Redblade's guard was down and motionless. The pirate had a gun in his hand, too, and he seemed more complete. He smiled gleefully at Horn.

“Quick!” Horn shouted, without a pause. “There'll be gas. Run.” And as he said it, he was turning, running. Behind him began the thunder of feet.

The hall was long and straight, but there were no more guns in the walls. If they could make it to the end, they would be in the barracks area. Beyond that was the Tube room. There were doors in the walls they passed. They were closed. Horn didn't know what they were and didn't stop to investigate. He glanced beside him at Redblade. The pirate was running with long, loping strides, his red mane floating behind him, his teeth bared in a fearsome grimace. Perhaps, Horn thought, it was a smile.

At the end of the hall a door opened. A man stood in the doorway, blinking into the light, looking toward the running men and the noise. He was an old man, small and stout; his white hair glistened like an ice-cap seen from space. Horn's eyes widened. Out of one corner, he saw Redblade's arm lift. There was a gun at the end of it.
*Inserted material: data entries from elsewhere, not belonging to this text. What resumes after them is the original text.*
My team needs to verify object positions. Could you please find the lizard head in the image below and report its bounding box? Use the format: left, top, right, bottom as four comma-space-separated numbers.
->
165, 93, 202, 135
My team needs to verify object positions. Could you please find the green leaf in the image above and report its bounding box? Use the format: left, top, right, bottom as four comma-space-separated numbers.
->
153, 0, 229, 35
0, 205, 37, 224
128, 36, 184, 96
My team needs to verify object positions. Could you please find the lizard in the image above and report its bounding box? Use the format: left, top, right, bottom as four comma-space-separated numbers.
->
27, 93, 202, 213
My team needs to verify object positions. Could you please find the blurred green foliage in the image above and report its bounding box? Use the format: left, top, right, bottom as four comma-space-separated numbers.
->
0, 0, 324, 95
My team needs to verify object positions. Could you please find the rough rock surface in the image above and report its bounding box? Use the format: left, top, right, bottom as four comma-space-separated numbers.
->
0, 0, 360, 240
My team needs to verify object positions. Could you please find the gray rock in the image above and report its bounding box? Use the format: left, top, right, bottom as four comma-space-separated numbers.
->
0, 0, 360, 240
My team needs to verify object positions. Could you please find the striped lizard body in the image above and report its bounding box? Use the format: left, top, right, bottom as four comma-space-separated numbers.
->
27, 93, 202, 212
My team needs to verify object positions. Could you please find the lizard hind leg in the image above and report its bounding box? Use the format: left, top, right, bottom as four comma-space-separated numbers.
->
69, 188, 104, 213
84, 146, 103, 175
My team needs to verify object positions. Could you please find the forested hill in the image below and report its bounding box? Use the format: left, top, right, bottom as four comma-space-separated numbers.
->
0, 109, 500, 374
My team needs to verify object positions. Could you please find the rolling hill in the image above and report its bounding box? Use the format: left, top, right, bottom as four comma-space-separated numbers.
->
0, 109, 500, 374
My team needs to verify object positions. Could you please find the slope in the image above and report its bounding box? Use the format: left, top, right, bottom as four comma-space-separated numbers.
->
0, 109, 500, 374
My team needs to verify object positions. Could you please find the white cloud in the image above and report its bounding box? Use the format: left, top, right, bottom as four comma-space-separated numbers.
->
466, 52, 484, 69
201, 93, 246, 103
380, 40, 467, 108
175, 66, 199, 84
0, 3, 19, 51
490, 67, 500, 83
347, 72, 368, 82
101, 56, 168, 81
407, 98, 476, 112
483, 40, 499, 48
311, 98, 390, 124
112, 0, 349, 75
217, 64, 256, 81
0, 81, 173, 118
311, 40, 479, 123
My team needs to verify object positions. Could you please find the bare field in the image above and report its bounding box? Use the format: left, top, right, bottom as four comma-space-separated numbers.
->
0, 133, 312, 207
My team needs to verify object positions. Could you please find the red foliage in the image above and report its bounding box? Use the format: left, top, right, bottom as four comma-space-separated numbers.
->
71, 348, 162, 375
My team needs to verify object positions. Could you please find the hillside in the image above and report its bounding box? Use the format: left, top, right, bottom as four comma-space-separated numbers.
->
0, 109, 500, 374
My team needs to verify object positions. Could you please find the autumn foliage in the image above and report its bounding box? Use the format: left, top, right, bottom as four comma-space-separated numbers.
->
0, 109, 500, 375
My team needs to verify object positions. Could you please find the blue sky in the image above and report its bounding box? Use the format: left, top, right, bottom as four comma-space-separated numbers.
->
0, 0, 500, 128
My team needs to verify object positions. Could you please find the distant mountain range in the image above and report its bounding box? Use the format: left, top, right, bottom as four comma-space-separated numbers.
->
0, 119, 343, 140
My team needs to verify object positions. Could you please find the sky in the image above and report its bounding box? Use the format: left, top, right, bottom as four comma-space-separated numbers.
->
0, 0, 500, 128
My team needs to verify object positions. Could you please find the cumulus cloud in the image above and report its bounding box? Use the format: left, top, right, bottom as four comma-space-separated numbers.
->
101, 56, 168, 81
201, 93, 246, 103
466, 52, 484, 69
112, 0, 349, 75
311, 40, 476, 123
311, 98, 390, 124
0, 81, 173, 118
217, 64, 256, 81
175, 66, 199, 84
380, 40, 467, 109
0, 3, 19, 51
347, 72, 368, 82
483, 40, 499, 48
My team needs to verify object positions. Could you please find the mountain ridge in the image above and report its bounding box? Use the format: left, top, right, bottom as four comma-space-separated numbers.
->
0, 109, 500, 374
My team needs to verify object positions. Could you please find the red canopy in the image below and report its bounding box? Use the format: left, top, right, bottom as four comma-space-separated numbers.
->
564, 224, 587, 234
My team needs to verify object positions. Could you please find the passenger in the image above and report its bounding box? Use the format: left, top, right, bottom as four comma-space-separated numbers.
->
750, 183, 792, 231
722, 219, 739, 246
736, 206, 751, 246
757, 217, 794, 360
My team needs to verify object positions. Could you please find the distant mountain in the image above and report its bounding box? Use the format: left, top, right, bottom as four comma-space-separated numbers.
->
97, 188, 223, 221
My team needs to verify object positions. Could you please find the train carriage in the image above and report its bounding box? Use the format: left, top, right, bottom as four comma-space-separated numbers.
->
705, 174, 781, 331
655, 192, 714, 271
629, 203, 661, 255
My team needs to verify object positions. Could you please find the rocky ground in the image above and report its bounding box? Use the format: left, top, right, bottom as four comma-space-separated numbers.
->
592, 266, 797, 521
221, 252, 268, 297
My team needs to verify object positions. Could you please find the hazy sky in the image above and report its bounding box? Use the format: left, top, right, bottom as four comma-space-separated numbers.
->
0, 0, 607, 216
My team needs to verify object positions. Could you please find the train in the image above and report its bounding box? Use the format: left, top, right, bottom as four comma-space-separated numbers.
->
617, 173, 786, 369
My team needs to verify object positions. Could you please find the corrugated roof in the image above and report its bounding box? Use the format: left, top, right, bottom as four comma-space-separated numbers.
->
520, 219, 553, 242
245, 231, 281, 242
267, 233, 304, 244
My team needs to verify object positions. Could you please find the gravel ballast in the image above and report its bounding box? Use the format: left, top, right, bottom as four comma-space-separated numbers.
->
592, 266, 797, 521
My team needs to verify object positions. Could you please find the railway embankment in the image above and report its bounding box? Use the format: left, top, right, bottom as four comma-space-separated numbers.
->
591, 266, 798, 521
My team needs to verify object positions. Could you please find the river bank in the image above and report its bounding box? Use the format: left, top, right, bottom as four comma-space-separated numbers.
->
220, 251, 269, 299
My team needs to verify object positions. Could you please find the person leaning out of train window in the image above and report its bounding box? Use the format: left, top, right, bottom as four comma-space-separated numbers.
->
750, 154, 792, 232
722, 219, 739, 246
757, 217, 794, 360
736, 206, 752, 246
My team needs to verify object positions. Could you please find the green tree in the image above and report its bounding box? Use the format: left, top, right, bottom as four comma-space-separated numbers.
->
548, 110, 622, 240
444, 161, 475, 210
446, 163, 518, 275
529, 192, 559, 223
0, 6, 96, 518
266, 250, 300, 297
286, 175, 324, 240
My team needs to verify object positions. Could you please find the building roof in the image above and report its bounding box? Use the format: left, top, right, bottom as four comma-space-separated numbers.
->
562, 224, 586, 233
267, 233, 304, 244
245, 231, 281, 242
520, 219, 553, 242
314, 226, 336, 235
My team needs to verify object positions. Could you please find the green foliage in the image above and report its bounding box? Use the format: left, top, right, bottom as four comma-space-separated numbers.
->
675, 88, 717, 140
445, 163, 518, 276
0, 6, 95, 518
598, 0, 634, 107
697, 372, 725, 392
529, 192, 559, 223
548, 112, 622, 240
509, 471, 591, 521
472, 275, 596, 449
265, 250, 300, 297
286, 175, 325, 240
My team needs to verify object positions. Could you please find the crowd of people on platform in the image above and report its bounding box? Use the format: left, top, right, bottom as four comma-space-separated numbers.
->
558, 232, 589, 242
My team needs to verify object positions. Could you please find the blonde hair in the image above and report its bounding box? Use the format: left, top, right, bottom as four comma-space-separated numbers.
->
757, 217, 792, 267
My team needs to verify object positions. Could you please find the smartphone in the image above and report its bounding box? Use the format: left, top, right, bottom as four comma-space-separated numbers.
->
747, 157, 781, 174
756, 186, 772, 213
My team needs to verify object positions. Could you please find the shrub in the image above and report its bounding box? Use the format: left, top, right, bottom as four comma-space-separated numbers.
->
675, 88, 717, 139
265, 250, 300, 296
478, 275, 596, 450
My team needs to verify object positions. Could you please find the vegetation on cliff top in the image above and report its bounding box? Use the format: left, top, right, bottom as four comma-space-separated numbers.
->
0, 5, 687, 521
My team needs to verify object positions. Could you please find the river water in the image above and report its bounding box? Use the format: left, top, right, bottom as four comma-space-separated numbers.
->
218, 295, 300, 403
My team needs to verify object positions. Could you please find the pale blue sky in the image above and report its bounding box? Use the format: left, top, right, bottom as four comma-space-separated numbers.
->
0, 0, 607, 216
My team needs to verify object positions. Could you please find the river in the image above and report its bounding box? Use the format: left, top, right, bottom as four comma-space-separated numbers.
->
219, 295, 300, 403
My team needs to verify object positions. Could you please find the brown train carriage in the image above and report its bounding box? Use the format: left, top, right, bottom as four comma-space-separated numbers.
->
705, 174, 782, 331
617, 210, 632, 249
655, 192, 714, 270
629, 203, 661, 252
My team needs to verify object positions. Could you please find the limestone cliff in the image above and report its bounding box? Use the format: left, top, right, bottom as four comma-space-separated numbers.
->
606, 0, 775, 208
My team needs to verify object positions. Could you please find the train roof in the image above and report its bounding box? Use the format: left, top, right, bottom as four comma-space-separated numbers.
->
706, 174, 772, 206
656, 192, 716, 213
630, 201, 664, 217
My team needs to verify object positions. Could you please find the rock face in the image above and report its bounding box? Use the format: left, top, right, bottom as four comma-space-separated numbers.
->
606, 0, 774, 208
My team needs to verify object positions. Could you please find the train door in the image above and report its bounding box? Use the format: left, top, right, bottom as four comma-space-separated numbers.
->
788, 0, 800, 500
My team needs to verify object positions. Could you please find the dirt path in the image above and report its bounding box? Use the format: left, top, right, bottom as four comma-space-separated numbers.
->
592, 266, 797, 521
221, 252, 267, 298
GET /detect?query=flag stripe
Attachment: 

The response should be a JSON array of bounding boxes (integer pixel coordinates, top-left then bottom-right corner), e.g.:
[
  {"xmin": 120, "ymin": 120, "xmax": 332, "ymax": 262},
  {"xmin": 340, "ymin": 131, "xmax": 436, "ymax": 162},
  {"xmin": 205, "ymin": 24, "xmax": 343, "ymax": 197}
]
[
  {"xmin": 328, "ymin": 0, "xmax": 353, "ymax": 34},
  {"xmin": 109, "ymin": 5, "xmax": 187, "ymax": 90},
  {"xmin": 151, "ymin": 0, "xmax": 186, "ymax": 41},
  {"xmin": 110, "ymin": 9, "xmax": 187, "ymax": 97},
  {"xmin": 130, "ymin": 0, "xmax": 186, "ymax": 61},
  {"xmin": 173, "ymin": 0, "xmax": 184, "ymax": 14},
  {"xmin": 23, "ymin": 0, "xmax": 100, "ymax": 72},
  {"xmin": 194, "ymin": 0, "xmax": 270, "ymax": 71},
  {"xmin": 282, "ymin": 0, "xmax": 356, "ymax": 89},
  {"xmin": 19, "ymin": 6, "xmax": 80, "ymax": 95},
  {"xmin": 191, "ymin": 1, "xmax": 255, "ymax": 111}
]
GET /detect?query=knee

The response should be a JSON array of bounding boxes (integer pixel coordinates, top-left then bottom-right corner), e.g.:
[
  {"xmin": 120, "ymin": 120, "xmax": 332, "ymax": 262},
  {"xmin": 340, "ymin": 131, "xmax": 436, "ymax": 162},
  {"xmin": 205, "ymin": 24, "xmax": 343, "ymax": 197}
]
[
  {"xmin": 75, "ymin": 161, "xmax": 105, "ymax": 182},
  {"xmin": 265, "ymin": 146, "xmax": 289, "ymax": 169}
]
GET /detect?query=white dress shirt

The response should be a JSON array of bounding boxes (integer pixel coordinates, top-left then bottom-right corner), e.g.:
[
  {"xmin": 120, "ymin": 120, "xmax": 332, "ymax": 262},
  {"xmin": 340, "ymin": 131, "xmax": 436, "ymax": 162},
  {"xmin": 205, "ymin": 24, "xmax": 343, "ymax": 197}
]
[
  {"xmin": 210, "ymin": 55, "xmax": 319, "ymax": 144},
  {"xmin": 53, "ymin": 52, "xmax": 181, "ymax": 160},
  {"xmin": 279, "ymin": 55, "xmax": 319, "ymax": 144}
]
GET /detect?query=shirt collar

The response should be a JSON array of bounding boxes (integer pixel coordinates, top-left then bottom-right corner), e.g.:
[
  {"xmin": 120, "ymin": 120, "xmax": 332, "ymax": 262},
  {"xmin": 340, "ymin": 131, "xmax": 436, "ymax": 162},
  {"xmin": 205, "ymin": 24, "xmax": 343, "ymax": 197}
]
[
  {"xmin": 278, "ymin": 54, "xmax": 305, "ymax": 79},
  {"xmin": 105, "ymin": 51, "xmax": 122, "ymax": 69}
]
Horn's hand swept out and up. The bullet whined off the ceiling.

“That's Sair!” Horn shouted. “That must be Sair!”

Still not a minute had passed. Redblade glanced at Horn and back to the figure at the end of the hall.

Behind them, over the sound of the stampeding feet, the corridor began to hiss. That was gas, Horn knew, and it was quick; but not quite quick enough.

And then, a few meters ahead, a partition began its swift, deadly fall from the ceiling.

 

THE HISTORY

Crisis.…

It comes, inevitably, in the affairs of men and in the affairs of empires. The little decisions pile one atop another until the Big Decision must come. Men must live or die. Empires must rise or fall.

The Big Decision. When it comes, it is only a little thing after all. Among the great sweeps of history, among the massive forces moving races and empires toward success or extinction, one man can make all the difference.

A man is an insignificant thing. But so is a mote of dust. And if the scales are delicate, if they are perfectly balanced, a mote will bear down one pan as certainly as a lump of lead.

A mote or a man.…

 

 

17

LIVING SYMBOL

As they leaped forward, Horn realized that he and Redblade could get past the falling door without trouble; but few of the men behind would be able to follow. They would be trapped back there with the gas, and two men would be helpless against the fortress guards.